Penahanan merupakan salah satu bentuk upaya paksa yang dilakukan guna membatasi kebebasan tersangka atau terdakwa yang diduga kuat melakukan tindak pidana berdasarkan bukti yang cukup.
Kemerdekaan bergerak seseorang dapat dirampas melalui salah satu bentuk upaya paksa menurut Undang-Undang Republik Indonesia Nomor 8 Tahun 1981 tentang Hukum Acara Pidana (KUHAP), yaitu penahanan.
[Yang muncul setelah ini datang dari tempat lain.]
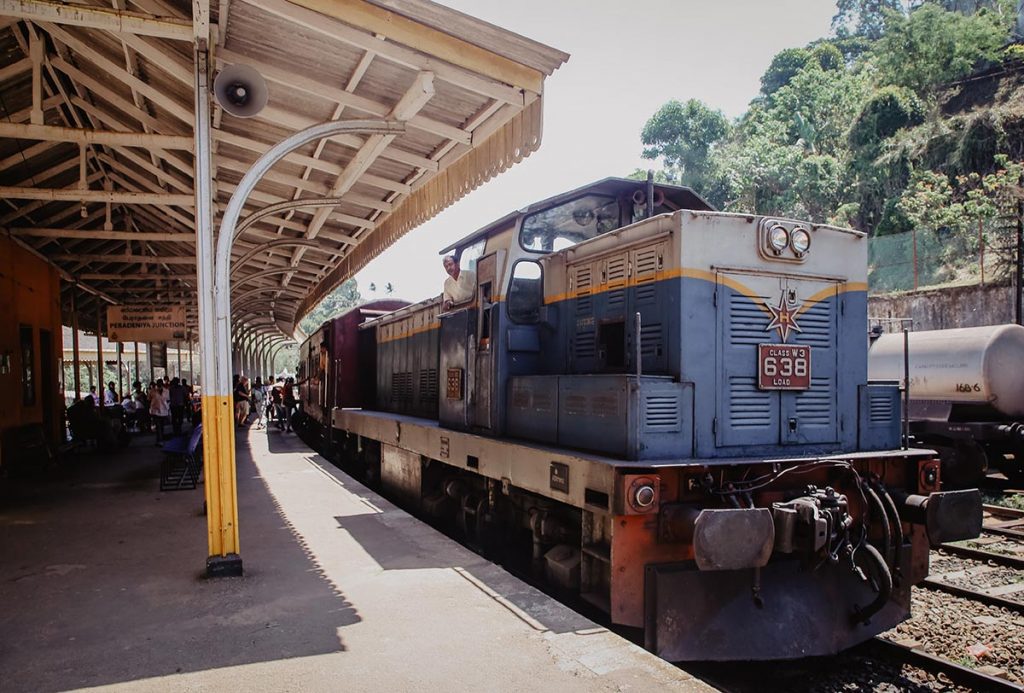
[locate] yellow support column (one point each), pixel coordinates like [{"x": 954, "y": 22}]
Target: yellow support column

Menurut Pasal 1 angka 21 jo Pasal 21 ayat (1) KUHAP, penahanan adalah penempatan tersangka atau terdakwa yang diduga keras sebagai pelaku tindak pidana berdasarkan bukti yang cukup di tempat tertentu oleh penyidik atau penuntut umum atau hakim dengan penetapannya.
Dalam
penahanan terdapat 2 (dua) asas yang saling bertentangan. Hak bergerak
seseorang, yang merupakan hak asasi manusia yang harus dihormati, secara
yuridis dirampas demi kepentingan ketertiban umum yang harus dipertahankan
untuk masyarakat dari perbuatan tersangka atau terdakwa. Inilah salah satu
bukti keistimewaan hukum pidana, khususnya pada aspek formil (hukum acara
pidana). Oleh karena itu, penahanan dilakukan apabila sangat perlu untuk
dilakukan (Hamzah 2011, 129). Namun, dalam praktiknya, penyidik dalam
melaksanakan upaya penyidikan cenderung melakukan upaya penahanan terhadap
tersangka (Sawitri
2011, 39).
Penahanan yang didasarkan pada alasan
subjektif terkadang telah merusak wibawa penegakan hukum yang bermartabat,
karena berpotensi menjadi komoditas yang dapat diperjualbelikan. Tersangka atau
terdakwa yang memiliki status sosial tertentu dan kemampuan ekonomi yang baik
dapat mempengaruhi keputusan pejabat yang berwenang, sebaliknya tersangka atau
terdakwa yang tidak mempunyai 2 (dua) modal tersebut hanya bisa pasrah menerima
penetapan untuk ditahan (Kasim and Nusa 2019, 74).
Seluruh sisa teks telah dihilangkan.